Ketua Dewan Adat Kabupaten Kepulauan Yapen, Onesimus Wayoi mengatakan, sebagai Dewan Adat yang di percayakan melaksanakan Rapat Dengar Pendapat bagi 7 Suku di Yapen berdasarkan akan berakhirnya Otsus di Papua membuat berbagai opini bermunculan juga adanya pernyataan sikap baik individu maupun kelompok-kelompok.

” UU 21 Tahun 2001 bahwa bila berakhirnya otsus, maka untuk menentukan kelanjutannya itu di tentukan oleh rakyat, sehingga kami telah melakukan koordinasi dengan pihak pemerintah dan telah melakukan rapat dengar pendapat bersama masyarakat di 7 suku wilayah yapen”.tandas Onesimus Wayoi, Selasa, 17 November 2020.

Onesimus menambahkan semua aspirasi telah di serap semuanya dengan beragan penyampaian aspirasi. “apa yang kami sampaikan adalah semua aspirasi rakyat, dan semua itu telah di laksanakan melalui tim yang telah di bentuk dan akan di sampaikan kepada pihak pemerintah,” Tambahnya.

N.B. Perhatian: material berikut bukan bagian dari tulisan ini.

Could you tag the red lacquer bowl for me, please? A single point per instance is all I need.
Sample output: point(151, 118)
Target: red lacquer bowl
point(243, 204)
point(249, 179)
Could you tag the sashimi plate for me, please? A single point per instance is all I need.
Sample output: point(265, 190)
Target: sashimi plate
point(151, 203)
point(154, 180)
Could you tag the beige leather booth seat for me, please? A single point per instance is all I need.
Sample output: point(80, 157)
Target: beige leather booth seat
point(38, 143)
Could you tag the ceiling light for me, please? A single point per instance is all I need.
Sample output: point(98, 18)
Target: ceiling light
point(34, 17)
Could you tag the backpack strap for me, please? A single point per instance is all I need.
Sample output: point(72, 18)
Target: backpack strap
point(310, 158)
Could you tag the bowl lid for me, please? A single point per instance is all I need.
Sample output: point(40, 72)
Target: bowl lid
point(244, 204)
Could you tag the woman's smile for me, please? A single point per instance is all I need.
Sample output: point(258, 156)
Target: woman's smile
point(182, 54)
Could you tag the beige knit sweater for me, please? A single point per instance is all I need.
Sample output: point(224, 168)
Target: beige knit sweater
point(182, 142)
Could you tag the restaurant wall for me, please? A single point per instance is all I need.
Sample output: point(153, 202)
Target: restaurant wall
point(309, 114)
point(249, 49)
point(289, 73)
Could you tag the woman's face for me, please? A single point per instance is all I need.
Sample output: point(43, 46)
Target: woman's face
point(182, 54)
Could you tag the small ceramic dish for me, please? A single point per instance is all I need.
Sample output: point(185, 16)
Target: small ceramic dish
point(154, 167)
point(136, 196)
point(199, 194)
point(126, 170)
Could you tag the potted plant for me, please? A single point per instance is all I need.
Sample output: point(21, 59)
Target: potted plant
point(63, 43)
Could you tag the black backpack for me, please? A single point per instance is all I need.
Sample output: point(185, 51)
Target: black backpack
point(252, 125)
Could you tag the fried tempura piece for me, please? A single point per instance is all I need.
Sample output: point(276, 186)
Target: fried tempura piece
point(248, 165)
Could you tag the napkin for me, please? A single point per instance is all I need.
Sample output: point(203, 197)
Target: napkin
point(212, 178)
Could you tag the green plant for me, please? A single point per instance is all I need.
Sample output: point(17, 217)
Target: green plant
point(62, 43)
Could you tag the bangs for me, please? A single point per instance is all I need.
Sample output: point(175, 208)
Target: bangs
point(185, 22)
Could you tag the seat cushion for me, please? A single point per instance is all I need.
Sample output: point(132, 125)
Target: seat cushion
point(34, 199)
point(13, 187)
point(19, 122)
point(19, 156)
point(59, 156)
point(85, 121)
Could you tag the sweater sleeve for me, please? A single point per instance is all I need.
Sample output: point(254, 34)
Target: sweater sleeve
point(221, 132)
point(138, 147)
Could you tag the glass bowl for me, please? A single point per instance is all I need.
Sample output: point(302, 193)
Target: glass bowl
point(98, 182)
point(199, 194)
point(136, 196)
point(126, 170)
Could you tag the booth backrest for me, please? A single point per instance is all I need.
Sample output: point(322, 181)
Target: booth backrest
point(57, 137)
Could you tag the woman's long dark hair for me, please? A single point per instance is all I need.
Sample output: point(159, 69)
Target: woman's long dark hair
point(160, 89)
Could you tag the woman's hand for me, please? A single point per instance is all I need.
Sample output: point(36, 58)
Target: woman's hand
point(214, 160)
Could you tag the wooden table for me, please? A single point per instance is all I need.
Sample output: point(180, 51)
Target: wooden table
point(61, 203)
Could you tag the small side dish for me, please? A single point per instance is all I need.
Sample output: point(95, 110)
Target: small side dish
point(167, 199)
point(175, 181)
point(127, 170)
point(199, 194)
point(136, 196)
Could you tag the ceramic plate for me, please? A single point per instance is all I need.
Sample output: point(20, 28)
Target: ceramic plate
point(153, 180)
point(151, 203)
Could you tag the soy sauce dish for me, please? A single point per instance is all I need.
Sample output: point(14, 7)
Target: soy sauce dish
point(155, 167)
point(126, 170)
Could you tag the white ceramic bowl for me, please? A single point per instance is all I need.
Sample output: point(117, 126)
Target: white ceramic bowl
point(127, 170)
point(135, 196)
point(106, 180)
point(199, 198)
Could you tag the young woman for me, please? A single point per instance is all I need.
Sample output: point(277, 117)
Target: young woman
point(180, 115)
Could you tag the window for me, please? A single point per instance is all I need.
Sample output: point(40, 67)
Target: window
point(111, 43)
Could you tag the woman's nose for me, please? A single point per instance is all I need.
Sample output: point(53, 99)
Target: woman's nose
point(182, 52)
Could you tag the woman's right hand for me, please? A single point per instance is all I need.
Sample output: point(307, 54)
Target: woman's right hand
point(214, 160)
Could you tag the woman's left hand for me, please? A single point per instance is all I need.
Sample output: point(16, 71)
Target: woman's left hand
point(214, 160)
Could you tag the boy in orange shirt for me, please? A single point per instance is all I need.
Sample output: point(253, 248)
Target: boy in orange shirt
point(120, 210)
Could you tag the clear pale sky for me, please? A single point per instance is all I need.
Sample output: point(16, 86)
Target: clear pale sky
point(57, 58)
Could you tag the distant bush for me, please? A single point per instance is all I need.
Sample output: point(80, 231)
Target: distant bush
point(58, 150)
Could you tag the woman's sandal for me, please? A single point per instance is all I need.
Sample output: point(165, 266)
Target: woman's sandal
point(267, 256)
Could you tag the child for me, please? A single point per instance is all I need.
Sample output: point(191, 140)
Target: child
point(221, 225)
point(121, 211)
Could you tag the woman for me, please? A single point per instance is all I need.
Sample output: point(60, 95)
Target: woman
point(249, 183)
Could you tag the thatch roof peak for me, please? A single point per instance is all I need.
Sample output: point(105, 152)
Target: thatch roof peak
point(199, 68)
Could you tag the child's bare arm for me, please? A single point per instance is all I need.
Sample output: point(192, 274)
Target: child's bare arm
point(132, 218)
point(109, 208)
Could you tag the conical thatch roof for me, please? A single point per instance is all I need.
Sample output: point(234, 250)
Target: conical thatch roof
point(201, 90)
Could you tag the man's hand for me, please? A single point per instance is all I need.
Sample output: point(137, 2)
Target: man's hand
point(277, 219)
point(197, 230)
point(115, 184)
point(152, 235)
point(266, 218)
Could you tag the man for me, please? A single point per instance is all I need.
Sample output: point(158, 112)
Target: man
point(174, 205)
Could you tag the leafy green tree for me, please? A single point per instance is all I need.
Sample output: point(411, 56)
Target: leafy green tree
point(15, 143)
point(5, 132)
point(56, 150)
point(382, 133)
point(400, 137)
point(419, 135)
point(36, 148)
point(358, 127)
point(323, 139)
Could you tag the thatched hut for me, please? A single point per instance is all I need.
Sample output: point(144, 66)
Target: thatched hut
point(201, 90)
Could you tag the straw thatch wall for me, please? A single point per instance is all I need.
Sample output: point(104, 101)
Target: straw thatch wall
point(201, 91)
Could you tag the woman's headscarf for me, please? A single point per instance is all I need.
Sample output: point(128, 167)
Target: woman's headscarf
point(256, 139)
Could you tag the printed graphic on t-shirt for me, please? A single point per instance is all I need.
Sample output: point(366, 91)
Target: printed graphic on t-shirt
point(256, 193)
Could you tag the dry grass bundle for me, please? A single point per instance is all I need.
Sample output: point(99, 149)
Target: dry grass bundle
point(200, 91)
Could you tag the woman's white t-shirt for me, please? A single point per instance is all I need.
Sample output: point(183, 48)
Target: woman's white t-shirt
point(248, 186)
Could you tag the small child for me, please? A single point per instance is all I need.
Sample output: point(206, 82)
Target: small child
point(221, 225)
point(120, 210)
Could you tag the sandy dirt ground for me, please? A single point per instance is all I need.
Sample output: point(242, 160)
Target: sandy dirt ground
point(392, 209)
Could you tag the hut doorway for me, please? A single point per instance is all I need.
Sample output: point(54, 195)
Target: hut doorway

Sekretaris I Dewan Adat Daerah Yapen juga merupakan Ketua Team Evaluasi Otsus Kabupaten Kepulauan Yapen Elisa Merani menambahkan, dalam melakukan rapat dengan pendapat kepada masyarakat, ada beberapa materi yang di jelaskan terkait otsus termasuk Undang-undangnya serta program-program kerja apa yang di gunakan dari dana otsus.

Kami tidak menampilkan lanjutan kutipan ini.